Background: This study aimed to evaluate and follow-up the process of acute treatment for depression in terms of activity and sleep efficiency using actigraphy, and thus increase the opportunities for objective measurement in the monitoring of treatment.
Methods: A total of 20 patients with depression, and 22 and age- and gender-matched healthy volunteers were included in the study. All subjects were evaluated using a sociodemographic data form, the Hamilton Depression Rating Scale (HDRS), and actigraphy for measurement of motor activity and sleep efficiency.
Results: The activity levels and sleep efficiency of the controls were significantly higher than the pre-and post-treatment activity levels and sleep efficiency of the patients. After the treatment process, both motor activity and sleep efficiency were found to be significantly increased in the patients.
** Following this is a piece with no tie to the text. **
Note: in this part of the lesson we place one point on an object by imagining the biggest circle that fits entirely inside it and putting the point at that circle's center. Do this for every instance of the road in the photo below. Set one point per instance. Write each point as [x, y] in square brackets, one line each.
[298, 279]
A highly significant negative correlation was found between the HDRS scores and average activity counts for active intervals (r = −0.779, P < .001), and between the HDRS scores and sleep efficiency (r = −0.616, P < .001). On the other hand, a significant negative effect was found between depression and average activity counts for active intervals (RR:0.880; 95% CI:0.782-0.991).
Conclusions: Actigraphy is a useful technique for quantifying physical activities and sleep efficiency in depressed patients. Furthermore, it may provide objective follow-up data in assessing the effects of treatment for depression.